Oleh: Izmi Kayla Firdausi
Berangkat dari Jalaludin Rumi, cinta tidak dapat diterangkan dengan kata kata, tetapi hanya dapat dipahami melalui pengalaman. Bagi Rumi, cinta itu tidak terungkapkan, tetapi orang tetap dapat membicarakannya. Cinta menjadi pembahasan yang menarik sejak dulu di kalangan para filsuf. Tidak sedikit filsuf Yunani hingga filsuf Islam yang membahas cinta dalam pemikirannya. Cinta selalu memiliki definisi yang berbeda pada setiap filsuf. Hal itu karena cinta tidak bersifat material, namun hanya dapat dirasakan oleh jiwa. Definisi cinta yang diungkapkan oleh Plato, berbeda dengan definisi cinta yang telah diungkapkan oleh Filsafat Islam setelahnya.
Cinta Dalam Islam
Perbedaan pengalaman dan analisis sosial-budaya, menghasilkan definisi cinta yang berbeda. Dalam Islam, cinta tertinggi adalah cinta seorang hamba kepada Tuhannya. Dimana seorang hamba mengosongkan dirinya, dan hanya diisi oleh cinta kepada Penciptanya. Cinta yang sesungguhnya juga dibuktikan oleh Nabi Muhammad kepada umatnya. Hal ini tercermin pada momen-momen sebelum ia wafat, Nabi hanya mengingat kesejahteraan umatnya. Oleh sebab itu, cinta tidak dapat didefinisikan hingga kapanpun. Karena menurut Ibnu Qayyim, definisi cinta adalah cinta itu sendiri, yang tidak mampu didefinisikan.

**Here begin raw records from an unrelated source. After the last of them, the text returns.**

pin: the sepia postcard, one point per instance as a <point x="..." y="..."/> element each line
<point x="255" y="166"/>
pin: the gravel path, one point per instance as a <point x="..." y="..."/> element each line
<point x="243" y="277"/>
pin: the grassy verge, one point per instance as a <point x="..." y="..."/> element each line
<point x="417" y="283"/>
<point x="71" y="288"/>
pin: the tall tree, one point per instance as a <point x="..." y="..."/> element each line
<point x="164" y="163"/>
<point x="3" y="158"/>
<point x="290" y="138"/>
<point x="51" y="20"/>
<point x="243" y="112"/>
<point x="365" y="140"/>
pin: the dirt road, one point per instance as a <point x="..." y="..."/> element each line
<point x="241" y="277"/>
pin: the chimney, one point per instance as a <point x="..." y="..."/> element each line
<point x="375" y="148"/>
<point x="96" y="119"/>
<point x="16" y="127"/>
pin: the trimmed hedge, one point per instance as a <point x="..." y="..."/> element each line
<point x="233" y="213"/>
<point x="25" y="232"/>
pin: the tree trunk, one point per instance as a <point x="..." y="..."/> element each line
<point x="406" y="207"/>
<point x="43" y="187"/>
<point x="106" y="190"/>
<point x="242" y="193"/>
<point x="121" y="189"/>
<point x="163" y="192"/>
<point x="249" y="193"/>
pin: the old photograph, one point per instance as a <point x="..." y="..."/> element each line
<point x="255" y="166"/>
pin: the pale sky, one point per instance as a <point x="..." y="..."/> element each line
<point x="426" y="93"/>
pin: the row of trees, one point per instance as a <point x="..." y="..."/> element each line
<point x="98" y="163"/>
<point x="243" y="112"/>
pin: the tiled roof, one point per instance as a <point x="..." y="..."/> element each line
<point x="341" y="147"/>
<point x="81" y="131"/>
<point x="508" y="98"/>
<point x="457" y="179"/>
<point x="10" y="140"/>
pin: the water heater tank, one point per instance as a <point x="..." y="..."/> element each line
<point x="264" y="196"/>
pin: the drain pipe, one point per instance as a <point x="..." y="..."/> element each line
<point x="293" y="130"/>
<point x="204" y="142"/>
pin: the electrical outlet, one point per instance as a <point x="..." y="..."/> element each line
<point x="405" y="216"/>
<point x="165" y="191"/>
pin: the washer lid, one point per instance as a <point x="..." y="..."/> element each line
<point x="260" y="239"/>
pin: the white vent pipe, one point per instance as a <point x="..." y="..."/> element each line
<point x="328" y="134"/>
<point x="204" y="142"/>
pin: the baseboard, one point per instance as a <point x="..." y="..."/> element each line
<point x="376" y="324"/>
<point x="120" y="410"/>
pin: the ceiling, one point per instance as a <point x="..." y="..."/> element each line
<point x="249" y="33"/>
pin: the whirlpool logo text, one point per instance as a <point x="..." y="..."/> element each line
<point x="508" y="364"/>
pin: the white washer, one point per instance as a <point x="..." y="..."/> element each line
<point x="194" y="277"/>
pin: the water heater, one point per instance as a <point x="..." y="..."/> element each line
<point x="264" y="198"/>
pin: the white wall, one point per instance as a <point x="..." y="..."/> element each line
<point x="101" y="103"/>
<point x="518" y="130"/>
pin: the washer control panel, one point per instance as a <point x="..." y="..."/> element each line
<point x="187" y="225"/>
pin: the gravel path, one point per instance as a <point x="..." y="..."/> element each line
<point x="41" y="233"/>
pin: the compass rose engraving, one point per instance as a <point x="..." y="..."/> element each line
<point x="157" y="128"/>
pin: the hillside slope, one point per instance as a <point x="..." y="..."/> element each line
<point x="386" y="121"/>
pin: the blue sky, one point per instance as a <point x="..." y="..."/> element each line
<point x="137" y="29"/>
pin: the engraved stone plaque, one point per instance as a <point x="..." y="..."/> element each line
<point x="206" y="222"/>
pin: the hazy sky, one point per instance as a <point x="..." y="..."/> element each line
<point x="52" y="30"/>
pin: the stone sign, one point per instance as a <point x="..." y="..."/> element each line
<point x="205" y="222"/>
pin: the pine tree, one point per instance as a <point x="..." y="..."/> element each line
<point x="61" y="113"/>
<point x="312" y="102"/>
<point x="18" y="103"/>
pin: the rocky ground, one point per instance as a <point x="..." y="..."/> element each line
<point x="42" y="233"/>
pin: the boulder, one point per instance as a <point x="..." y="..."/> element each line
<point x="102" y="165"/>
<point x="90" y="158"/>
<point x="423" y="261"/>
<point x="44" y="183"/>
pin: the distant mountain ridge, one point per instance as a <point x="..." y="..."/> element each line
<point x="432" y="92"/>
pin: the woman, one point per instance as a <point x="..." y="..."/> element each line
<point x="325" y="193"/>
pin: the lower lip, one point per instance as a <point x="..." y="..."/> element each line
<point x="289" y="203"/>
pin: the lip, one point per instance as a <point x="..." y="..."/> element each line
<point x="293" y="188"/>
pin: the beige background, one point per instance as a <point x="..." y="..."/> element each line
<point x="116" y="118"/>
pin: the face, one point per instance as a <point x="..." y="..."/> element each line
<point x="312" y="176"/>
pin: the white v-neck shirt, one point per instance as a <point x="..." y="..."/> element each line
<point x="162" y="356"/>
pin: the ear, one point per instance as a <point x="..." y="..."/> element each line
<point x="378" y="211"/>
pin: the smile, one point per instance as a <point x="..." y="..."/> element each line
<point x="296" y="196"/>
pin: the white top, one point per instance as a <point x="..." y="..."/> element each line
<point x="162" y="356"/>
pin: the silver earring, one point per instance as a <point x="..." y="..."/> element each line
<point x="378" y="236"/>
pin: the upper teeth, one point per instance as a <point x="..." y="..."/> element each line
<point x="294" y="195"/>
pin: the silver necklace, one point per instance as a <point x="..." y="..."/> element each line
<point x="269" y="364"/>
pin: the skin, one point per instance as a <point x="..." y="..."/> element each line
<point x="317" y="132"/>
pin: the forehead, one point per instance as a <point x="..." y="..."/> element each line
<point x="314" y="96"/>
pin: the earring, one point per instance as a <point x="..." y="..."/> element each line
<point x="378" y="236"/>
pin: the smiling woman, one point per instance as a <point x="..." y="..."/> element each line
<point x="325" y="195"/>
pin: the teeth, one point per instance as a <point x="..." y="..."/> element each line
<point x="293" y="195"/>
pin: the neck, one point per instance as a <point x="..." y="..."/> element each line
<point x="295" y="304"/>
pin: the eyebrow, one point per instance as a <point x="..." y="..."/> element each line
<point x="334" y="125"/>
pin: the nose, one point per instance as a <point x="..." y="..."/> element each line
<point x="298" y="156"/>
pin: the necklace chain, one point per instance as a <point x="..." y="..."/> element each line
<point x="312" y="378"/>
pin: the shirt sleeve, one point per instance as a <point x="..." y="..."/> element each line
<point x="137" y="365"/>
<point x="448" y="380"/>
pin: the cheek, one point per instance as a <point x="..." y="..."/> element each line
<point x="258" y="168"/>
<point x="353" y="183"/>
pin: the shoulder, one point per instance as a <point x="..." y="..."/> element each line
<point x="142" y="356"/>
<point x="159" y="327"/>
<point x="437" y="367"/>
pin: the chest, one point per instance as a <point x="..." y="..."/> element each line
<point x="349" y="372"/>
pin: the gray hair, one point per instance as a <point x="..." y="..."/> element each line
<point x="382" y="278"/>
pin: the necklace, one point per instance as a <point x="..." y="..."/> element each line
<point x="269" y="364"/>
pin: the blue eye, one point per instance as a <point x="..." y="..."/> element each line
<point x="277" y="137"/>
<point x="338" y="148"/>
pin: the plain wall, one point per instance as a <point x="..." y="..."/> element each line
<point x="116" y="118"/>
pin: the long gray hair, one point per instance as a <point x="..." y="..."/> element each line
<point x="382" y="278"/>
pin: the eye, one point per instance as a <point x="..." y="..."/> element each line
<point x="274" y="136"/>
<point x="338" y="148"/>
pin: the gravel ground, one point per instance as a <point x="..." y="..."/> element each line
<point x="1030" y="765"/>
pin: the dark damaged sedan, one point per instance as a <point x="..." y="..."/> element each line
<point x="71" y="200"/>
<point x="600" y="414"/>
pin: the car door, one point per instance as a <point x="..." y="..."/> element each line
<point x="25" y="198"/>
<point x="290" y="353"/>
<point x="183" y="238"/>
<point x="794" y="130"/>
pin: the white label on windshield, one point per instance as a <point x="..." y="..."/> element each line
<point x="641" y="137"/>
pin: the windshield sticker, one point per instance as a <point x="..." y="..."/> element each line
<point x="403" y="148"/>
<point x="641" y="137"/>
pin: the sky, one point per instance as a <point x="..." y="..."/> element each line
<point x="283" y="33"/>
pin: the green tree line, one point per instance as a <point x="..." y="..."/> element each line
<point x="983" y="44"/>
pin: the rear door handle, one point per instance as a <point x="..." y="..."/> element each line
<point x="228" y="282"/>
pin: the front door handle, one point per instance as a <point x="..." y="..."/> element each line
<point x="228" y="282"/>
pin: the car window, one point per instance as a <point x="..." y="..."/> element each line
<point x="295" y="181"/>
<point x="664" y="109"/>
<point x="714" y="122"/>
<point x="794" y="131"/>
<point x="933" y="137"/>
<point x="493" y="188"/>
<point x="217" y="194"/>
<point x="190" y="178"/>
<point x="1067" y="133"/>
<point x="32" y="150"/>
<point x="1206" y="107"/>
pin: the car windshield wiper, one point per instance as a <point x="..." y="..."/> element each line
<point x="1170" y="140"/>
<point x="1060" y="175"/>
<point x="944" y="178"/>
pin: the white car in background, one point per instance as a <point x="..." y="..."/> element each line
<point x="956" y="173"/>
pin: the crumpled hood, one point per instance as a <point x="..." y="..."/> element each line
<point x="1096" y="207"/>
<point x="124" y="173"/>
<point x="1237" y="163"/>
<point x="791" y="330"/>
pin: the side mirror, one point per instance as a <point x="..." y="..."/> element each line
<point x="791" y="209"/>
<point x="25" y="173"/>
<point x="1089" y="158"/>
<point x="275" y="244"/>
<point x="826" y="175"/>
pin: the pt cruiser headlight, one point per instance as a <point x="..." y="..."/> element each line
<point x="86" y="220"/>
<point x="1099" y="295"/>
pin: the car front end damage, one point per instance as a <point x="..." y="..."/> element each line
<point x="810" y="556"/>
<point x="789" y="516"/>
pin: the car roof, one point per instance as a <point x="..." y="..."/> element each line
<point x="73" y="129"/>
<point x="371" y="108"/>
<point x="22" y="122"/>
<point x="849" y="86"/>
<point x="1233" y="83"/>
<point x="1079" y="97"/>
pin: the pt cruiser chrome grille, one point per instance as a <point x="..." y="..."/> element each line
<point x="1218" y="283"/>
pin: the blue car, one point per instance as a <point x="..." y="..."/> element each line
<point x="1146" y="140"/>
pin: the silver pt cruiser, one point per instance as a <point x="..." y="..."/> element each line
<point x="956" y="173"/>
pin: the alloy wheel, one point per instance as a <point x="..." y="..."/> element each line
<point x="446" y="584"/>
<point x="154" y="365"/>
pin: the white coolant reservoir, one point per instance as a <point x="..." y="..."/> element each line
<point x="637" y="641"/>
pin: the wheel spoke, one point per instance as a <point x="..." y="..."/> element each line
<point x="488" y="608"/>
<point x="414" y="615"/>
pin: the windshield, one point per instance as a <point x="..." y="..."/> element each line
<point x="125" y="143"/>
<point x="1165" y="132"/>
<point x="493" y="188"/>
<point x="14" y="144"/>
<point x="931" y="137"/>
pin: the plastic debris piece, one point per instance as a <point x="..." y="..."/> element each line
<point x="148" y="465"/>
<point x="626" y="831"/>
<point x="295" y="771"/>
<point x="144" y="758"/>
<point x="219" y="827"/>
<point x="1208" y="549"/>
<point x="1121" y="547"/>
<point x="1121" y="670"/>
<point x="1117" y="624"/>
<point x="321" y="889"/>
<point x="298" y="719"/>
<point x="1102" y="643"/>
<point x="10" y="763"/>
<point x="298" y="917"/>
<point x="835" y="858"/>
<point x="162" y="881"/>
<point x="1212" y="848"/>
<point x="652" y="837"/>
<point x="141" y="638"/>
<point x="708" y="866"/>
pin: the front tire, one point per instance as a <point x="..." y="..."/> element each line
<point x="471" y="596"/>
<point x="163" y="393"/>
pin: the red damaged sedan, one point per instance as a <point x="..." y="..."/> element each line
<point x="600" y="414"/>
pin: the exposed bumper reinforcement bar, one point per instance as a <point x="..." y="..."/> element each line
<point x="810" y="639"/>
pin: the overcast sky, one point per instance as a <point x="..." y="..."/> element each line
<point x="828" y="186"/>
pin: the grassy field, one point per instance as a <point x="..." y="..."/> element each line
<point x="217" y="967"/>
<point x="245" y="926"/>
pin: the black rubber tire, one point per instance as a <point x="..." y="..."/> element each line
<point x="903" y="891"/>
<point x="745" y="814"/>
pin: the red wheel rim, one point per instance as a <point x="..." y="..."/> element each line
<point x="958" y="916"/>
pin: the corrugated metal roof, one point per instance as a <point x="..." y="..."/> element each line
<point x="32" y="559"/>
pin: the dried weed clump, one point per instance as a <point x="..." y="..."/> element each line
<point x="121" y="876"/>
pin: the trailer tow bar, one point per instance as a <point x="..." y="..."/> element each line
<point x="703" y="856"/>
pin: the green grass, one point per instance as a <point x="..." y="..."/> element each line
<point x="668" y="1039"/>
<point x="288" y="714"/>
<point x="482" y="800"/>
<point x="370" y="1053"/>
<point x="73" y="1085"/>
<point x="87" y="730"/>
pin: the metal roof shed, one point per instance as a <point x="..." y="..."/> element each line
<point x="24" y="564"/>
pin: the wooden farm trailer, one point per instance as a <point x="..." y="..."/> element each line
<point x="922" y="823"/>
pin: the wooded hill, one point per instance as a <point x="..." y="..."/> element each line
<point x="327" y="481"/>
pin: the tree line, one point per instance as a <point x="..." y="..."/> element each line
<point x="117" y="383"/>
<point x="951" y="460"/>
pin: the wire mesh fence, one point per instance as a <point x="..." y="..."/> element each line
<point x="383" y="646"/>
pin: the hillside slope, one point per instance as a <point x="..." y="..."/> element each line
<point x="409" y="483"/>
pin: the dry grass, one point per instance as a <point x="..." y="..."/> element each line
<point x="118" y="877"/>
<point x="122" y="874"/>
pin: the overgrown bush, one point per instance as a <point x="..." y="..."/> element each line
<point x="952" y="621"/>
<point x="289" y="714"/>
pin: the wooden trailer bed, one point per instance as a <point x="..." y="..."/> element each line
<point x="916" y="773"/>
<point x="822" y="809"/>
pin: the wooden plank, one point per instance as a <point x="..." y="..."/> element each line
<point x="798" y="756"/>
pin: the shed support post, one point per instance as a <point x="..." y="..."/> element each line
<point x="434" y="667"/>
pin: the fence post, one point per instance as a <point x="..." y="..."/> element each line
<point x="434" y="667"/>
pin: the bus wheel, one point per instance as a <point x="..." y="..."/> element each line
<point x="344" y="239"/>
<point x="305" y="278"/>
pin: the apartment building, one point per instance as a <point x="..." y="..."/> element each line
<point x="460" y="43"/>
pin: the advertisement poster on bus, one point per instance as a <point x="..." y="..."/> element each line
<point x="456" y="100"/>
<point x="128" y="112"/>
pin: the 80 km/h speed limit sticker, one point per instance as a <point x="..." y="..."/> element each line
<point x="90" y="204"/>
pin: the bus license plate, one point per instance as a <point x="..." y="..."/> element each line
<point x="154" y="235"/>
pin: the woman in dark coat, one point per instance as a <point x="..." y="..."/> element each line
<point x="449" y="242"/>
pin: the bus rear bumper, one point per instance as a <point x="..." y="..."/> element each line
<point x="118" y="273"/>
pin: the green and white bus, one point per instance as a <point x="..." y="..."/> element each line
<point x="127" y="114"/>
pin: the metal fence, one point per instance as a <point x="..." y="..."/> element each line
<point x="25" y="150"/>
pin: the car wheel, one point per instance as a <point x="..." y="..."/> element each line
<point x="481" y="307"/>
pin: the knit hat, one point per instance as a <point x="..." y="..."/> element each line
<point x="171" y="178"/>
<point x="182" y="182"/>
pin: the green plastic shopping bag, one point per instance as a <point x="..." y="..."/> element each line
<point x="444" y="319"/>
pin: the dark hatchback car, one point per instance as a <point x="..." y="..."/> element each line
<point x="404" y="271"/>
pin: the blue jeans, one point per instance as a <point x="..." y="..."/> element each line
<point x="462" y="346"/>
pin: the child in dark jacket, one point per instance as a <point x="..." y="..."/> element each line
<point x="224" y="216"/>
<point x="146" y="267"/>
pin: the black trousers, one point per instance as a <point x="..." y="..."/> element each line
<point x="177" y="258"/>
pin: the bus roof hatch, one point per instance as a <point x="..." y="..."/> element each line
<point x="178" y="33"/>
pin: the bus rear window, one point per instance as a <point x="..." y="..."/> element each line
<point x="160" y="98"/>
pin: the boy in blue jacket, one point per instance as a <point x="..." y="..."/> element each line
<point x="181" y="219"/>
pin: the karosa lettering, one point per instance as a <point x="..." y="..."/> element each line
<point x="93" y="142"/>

Keberadaan cinta tidak dapat dihindari, karena ia adalah anugerah yang Allah berikan. Hal ini telah Allah jelaskan dalam QS. Al-A’raf ayat 189 bahwa Tuhan menciptakan laki-laki, dan darinya diciptakan perempuan, hingga ia merasa tenang dan nyaman pada pasangannya. Perempuan disebutkan sebagai tempat istirahat bagi laki laki karena ia diciptakan darinya.
Pandangan cinta menurut Ibn Hazm
Terkait tentang cinta, Ibn Hazm, seorang cendekiawan dan sarjana Muslim juga membahasnya secara detail. Pembahasan ini ia tulis berdasarkan pengalaman pribadinya, dan beberapa pengetahuan yang didapatkan selama pembelajarannya. Di tengah hiruk-pikuk kehidupan Andalusia abad ke-11, Ibn Hazm menulis sebuah risalah yang hingga kini masih bergema dalam lorong-lorong sejarah sastra dan pemikiran Islam. "Tawq al-Hamamah", atau "The Ring of the Dove", adalah karya yang menantang stereotip tentang cinta dalam tradisi Islam. Buku ini bukan sekadar kumpulan puisi romantis atau panduan praktis tentang cinta; ia adalah sebuah jendela yang membuka pandangan kita terhadap kompleksitas emosi manusia dan dinamika sosial pada masanya. Dalam "Tawq al-Hamamah", Ibn Hazm mengajak kita untuk menelusuri labirin hati manusia, mengupas lapisan demi lapisan pengalaman cinta dengan ketajaman analisis seorang filsuf dan kelembutan jiwa seorang penyair. Dari getaran pertama jatuh cinta hingga kepedihan perpisahan, dari kebahagiaan perjumpaan hingga kecemburuan yang membakar. Ibn Hazm melukiskan panorama cinta dengan palet warna yang kaya dan nuansa yang amat mendalam.
Tawq Al-Hamamah
Selanjutnya akan kita coba jelajahi bagaimana "Tawq al-Hamamah" menjadi cerminan nilai-nilai sosial, etika, dan spiritual masyarakat Muslim Andalusia. Kita akan mengkaji bagaimana Ibn Hazm, seorang ahli hukum Islam dan teolog yang terkenal dengan pendekatan literalisnya, mampu menghasilkan karya yang begitu puitis dan introspektif tentang
pengalaman manusiawi yang paling universal: cinta. Lebih jauh lagi, kita akan merefleksikan relevansi pemikiran Ibn Hazm dalam konteks modern. Melalui eksplorasi "Tawq al Hamamah", kita tidak hanya akan membaca sebuah teks klasik, tetapi juga melakukan dialog lintas zaman. Kita akan menemukan bahwa di balik kata-kata Ibn Hazm yang ditulis hampir seribu tahun lalu, terdapat refleksi tentang kemanusiaan yang tetap relevan hingga saat ini. Mari kita bersama-sama membuka halaman-halaman "Tawq al-Hamamah" dan menemukan kembali kearifan cinta yang mungkin telah lama kita lupakan.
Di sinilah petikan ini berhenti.